# DIY bouldering walls



## mr Mag00 (25 Sep 2008)

thinking of building a bouldering wall in my garage any experiences here of said project?


----------



## domtyler (25 Sep 2008)

That would rock!


----------



## mr Mag00 (25 Sep 2008)

this is quite a good site

using roof joists is the way to go

there is some good info on the www i just wondered if there was any personal experiences here.

apparently i have found you can use expanding bolts in cinder block walls and attach the holds to those, admittedly a flat wall but a cheaper option. then build the overhangs in addition.


----------



## standard-issue (25 Sep 2008)

Not done this myself...'YET'...but as soon as i have my own place, theres a bouldering wall going up somewhere, roof joists sound sturdy enough.

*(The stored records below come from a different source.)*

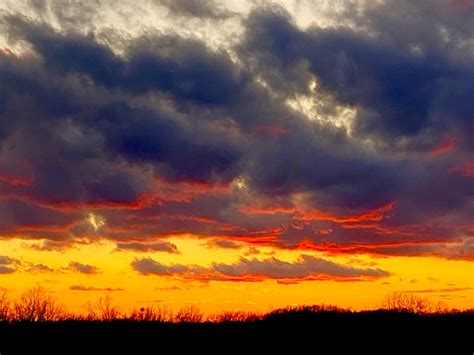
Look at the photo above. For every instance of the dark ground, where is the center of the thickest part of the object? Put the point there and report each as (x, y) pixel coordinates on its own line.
(321, 333)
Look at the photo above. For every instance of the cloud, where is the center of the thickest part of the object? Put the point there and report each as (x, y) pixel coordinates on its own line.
(223, 243)
(287, 136)
(39, 268)
(202, 9)
(94, 289)
(8, 265)
(149, 247)
(305, 268)
(83, 268)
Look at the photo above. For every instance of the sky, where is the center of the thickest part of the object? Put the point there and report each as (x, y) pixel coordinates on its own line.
(237, 155)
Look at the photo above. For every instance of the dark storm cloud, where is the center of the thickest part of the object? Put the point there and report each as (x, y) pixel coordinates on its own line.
(182, 67)
(155, 138)
(398, 90)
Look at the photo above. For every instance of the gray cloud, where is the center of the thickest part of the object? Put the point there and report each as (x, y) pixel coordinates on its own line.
(154, 137)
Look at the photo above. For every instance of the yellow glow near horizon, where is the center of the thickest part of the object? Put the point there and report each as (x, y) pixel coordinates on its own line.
(447, 279)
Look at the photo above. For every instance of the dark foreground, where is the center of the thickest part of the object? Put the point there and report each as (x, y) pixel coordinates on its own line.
(321, 333)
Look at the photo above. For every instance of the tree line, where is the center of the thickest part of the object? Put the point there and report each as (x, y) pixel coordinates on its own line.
(36, 305)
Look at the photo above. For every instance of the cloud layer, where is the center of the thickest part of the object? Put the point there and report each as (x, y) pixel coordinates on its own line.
(354, 138)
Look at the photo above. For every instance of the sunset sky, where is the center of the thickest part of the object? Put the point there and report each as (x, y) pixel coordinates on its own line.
(237, 155)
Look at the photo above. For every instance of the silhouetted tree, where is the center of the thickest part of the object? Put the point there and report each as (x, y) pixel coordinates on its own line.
(190, 314)
(35, 305)
(151, 313)
(404, 302)
(103, 310)
(234, 317)
(5, 308)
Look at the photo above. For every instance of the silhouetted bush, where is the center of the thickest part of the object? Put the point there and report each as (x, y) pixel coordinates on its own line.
(190, 314)
(4, 308)
(234, 317)
(410, 303)
(151, 314)
(103, 310)
(35, 305)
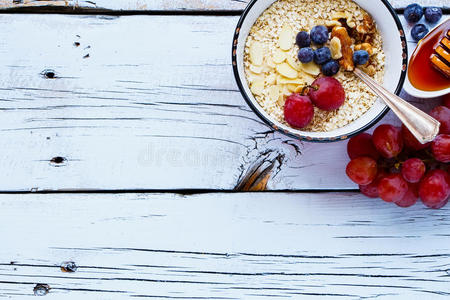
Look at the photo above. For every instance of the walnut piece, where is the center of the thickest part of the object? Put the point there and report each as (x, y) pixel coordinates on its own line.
(369, 70)
(346, 42)
(367, 25)
(335, 47)
(364, 46)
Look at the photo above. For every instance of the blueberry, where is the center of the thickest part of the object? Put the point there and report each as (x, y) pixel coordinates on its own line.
(322, 55)
(303, 39)
(361, 57)
(413, 12)
(330, 68)
(306, 55)
(433, 14)
(319, 34)
(419, 31)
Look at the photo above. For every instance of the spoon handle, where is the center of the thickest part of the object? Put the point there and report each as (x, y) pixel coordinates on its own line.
(422, 126)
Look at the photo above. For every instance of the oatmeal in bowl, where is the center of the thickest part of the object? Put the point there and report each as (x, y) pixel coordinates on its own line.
(293, 62)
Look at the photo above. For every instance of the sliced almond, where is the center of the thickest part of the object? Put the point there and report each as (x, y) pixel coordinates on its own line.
(292, 87)
(256, 53)
(299, 88)
(257, 87)
(293, 63)
(285, 40)
(290, 81)
(270, 62)
(306, 78)
(310, 68)
(279, 56)
(286, 91)
(255, 69)
(271, 79)
(335, 47)
(351, 24)
(252, 77)
(287, 71)
(274, 93)
(280, 100)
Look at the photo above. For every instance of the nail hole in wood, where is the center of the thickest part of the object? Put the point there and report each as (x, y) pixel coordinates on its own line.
(69, 267)
(57, 160)
(49, 74)
(41, 289)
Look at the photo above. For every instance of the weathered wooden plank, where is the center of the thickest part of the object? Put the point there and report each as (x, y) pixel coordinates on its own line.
(127, 110)
(163, 5)
(224, 246)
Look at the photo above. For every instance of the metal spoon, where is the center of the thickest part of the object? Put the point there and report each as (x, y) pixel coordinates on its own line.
(422, 126)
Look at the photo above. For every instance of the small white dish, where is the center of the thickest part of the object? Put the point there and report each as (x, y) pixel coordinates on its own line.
(411, 90)
(394, 45)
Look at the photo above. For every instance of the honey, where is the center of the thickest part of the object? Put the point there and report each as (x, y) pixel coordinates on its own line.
(421, 73)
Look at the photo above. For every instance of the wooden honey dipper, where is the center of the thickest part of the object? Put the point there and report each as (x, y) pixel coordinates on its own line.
(440, 59)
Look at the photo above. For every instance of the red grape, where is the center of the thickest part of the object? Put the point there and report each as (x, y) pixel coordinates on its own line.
(434, 189)
(362, 170)
(388, 140)
(327, 93)
(298, 110)
(361, 145)
(371, 190)
(410, 141)
(413, 170)
(411, 196)
(441, 148)
(392, 188)
(446, 101)
(442, 114)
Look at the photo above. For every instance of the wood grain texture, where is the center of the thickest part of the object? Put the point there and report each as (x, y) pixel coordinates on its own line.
(138, 102)
(222, 246)
(163, 5)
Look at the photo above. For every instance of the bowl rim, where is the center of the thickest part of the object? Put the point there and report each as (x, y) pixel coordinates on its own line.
(272, 125)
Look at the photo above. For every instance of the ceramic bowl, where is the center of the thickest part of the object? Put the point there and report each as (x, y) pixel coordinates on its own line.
(410, 89)
(394, 45)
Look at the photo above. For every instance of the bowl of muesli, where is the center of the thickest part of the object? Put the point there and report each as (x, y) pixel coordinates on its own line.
(293, 63)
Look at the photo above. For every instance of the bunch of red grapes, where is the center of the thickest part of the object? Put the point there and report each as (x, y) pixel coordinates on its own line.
(393, 165)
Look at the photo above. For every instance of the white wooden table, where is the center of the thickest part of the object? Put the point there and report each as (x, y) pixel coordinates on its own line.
(125, 143)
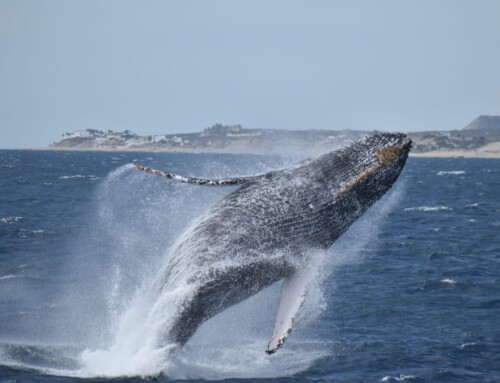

I'd go with something that has a small vertical section, for starting feet positions, i have seen articulating overhanging sections, these do require knowledge of carpentry/joinery though.

A good thing to do as far as route setting goes is to draw a grid on the board, give each square a reference, then place a bolt/feature in each square, you then have thousands of possible route combinations, have a book handy with some system where you can state (start left foot Square K7 right foot K12, left hand E5 right hand E9 then move left hand to square ???), it sounds complicated but once you have a system and a few routes it gets easy, one of my local climbing walls have this system and a big fat book with years worth of routes, get mates to make routes, challenge each other, make them harder/easier etc.

I'd also advise making a campus board while your at it.

Good luck, post some pics when its done.


----------



## domtyler (25 Sep 2008)

Looks like quite a big job though, if you are determined to see it through you have got a mountain to climb!

IGMC.


----------



## mr Mag00 (25 Sep 2008)

thanks standard issue


----------